The future of financial advice is digital — it has to be. With the average cost of receiving financial advice currently sitting at around $5,000 per year, it's no wonder 90 per cent of Australians are choosing to go without.
Having recently returned from the US, where I saw how technology can revolutionise access to financial advice, I see no reason why Australia can’t follow suit, and even surpass the US in providing sophisticated financial advice to more and more people. Working closely with Andy Rachleff, founder and executive chairperson of Wealthfront, one of the largest digital financial advisers in the world, gave me first-hand experience, and a deep understanding of how digital solutions can be the key to financial security for all.
Here in Australia, we have significant work to do to ensure more Australians can access quality financial advice, but one thing we know for sure, is that the solution has to be digital.
The main hurdle seems to be the outdated assumption that people need direct contact with a human adviser to deliver personal advice. From my experience in the US, that’s simply not true — digital advice can be incredibly effective on its own. We offered phone consultations and made support lines visible, assuming that people would want to speak to a qualified adviser. What we found was that less than 1 per cent of clients actually called for support. If they could find the answer in the app, they were thrilled, and if the website was designed to answer their questions, they never needed to reach out.
This is why after growing to nearly 800,000 clients, Wealthfront still has under 20 qualified financial advisers as support staff making that 40,000 clients serviced by one adviser. That's the beauty of technology — everyone receives the same quality advice, tailored to you, at a fraction of the cost.
In the US, we found that people paid us specifically so that they would not have to talk with a human. As Andy Rachleff said: “If you're completely transparent in what you do, charge a fair and low fee, and keep everything clear — do you need to talk to someone?”
He also noted: “What might surprise people is that the biggest draw of our service is that we do everything through software. The more people who use the software, the more useful it becomes because it can analyse the data it accumulates to discover patterns that humans couldn’t possibly spot. This success of digital advice in the US comes down to automating the financial planning process.”
We rely on our phones for everything these days, whether it’s using Uber to call a ride, Doordash to deliver takeaway, or simply checking the weather. Why can’t we receive real-time financial advice directly from our phones? And why can’t it be better, more accurate, and cheaper than sitting down with a human adviser telling you what to do?

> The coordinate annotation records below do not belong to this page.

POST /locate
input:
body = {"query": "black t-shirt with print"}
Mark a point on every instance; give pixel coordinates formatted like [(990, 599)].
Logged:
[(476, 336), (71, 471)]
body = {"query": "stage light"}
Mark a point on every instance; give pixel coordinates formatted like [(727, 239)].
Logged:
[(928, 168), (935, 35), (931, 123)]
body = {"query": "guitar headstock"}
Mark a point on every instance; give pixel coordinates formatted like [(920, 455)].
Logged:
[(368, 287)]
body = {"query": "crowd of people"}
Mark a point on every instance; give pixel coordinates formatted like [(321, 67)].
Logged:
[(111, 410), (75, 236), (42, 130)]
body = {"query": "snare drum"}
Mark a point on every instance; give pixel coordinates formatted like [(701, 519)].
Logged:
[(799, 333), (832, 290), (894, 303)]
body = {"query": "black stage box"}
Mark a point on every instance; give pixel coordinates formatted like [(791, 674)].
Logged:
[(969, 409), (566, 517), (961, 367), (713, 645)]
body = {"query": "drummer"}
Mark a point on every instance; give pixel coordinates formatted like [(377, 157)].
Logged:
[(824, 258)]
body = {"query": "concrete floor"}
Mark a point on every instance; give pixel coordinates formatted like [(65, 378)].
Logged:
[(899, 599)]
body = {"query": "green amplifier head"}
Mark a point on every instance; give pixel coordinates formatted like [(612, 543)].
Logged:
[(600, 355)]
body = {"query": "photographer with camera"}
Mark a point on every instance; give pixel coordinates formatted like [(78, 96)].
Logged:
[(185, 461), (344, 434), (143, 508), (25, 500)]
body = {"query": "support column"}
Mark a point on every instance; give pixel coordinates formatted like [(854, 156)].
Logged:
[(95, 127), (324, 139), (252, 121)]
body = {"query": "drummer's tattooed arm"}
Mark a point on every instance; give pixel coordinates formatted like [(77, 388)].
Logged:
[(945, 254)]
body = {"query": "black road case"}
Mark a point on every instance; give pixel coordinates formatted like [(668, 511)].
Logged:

What’s clear is that in Australia, the challenge is making advice more affordable and demonstrating its real value. We can do this by showing people how things like mortgage payments, credit card debt, or super balances would look with advice versus without it, giving them a tangible way to see the benefits. Essentially, it’s about showing what their life could look like with advice, versus without advice.
I’ve seen digital advice work in the US, and in my opinion, Australia is better positioned to distribute financial advice digitally than we think. Two key government decisions will allow Australia to advance in financial literacy if we can embrace the power of technology.
With the increased scrutiny on the quality of financial advice given to Australians over the past five years, this has squeezed out 43 per cent of exiting human financial advisers unwilling to re-register under the new requirements, meaning that more and more Australians are going unadvised, and in need of a solution.
Super funds will soon be required to provide financial advice to ALL members at an affordable price, not just those with larger balances. With over 2.5 million Australians retiring in the next 10 years, that’s a significant number of people who could truly benefit from sophisticated financial advice, if only they had access.
There are other digital advice companies in the US that focus on a hybrid model, believing, like many here in Australia, that a human adviser coupled with technology is the best approach, and they charge accordingly. This approach can work, however, what we found at Wealthfront was that people just liked to know that a phone number was available if they needed it — but they rarely used it. Wealthfront’s client numbers and assets under management, sitting at $60 billion-plus, are proof that digital-first works in that market.
Software can outperform traditional financial advisers because it provides an unlimited number of customers with important services that had previously been available only to the very wealthy. We’re on cusp of significant change in the industry, and this is something I’m really excited for.
Joanna Lawson, head of product strategy, Otivo.